The word for prayer here is not the normal word that is used, lehitpalel or lehitchanen, to pray or ask, but va’yeetar. What does this word mean?
Rashi says that the word va’yeetar means to “heap up” or “increase.” But why is this word used here for prayer? The word is used in only one other place in the Torah—with regard to Pharaoh asking God to remove the plagues—and there it is used repeatedly. For instance, in Exodus 8:4, “and Pharaoh called to Moses and Aaron and said ‘he’etiru el Hashem, pray to God and remove the frogs from our midst.’” Over and over, this verb is used for each plague—frogs, wild beasts, hail, and locusts—to indicate asking God to remove them from the Egyptians.

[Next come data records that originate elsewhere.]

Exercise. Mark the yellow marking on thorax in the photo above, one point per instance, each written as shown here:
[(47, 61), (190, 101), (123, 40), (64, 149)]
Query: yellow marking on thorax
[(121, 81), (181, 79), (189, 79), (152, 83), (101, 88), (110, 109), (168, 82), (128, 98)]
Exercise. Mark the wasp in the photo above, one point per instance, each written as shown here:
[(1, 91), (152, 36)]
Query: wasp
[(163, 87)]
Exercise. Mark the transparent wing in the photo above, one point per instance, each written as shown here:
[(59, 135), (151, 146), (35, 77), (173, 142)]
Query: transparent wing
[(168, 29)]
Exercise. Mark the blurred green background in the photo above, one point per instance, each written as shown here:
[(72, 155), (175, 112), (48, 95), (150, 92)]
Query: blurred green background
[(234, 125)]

The verb appears again in the book of Chronicles (33:13). When Menashe, the wicked king of Judah, is punished and exiled, he prays to God, and God grants his prayer. The word for Menashe’s prayer to God is va’yeetar.
A fourth time that the word is used is in the story of Manoach and his wife in Judges 13:8. An angel appears to the wife of Manoach, the mother-to-be of Samson, and tells her she will have a child, and he will be a Nazirite. Manoach, her husband, does not believe her. He is incredulous and asks God to send the angel again so he can be sure; he does not trust his wife and does not seem to trust the angel. The word used for Manoach’s request is va’yeetar.

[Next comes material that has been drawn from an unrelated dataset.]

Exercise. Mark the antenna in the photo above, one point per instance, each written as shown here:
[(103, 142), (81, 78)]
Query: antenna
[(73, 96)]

The similarity between Manoach, Pharaoh and Menashe is that they don’t really pray to God because they do not really believe and trust in God. They just want something from God, so they pile on; they throw things at the wall and hope it works. This is not direct praying or beseeching, but more transactional.

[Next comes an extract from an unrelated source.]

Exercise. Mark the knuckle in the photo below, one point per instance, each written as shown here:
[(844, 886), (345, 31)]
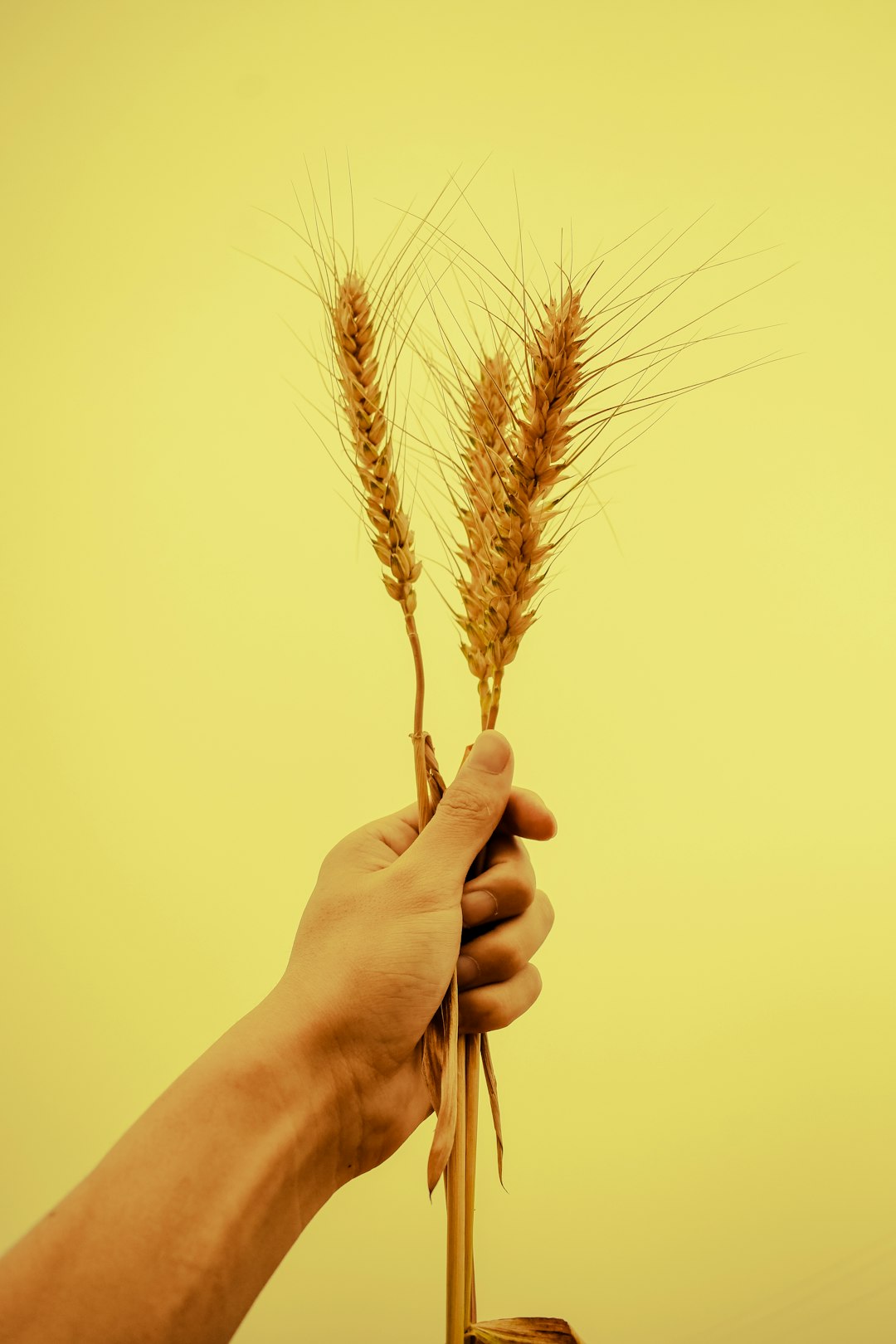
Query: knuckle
[(465, 802), (514, 960)]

We can understand that wicked people, such as Pharaoh and Menashe, and faithless, untrusting people, such as Manoach, may not have the capacity to reach out and pray to God with humility, intimacy and trust, and so this unusual word is used, “va’yeetar,” “they piled up,” indicating a piling up of words or reasons, but no true prayer or communication. But what is it about Isaac that holds him back from prayer?
The Akedah creates a block between Avraham and God. The free intimate flow of communication between them changes and God and Avraham never speak after the Akedah. This seems to be the case with Yitzchak also since he too does not talk to God except here, where the word used is not really prayer but something more transactional, va’yeetar.
Prayer comes from a place of hope and possibility. In fact, the Gemara says that you can only pray for something that is possible, that is as yet still in potentia. For instance, a husband may not pray that his child be a certain sex after his wife is already pregnant (Berakhot 60a). In a way, Yitzchak is separated from the sense of what is possible, of the future. He is stuck to the Akedah, to the altar. As the Midrash Tanchuma (Vayera 23) puts it, “The ashes of Isaac are piled on the altar.”
To truly pray to God as a “Thou,” there must be an “I.” If I am only a sacrifice, this may be spiritual, noble and humble, but I will only be able to pile up my requests before God (va’yeetar); I will not be able to truly pray. Prayer, tefilah, takes a full-fledged I who can stand in intimate relationship with the great Thou.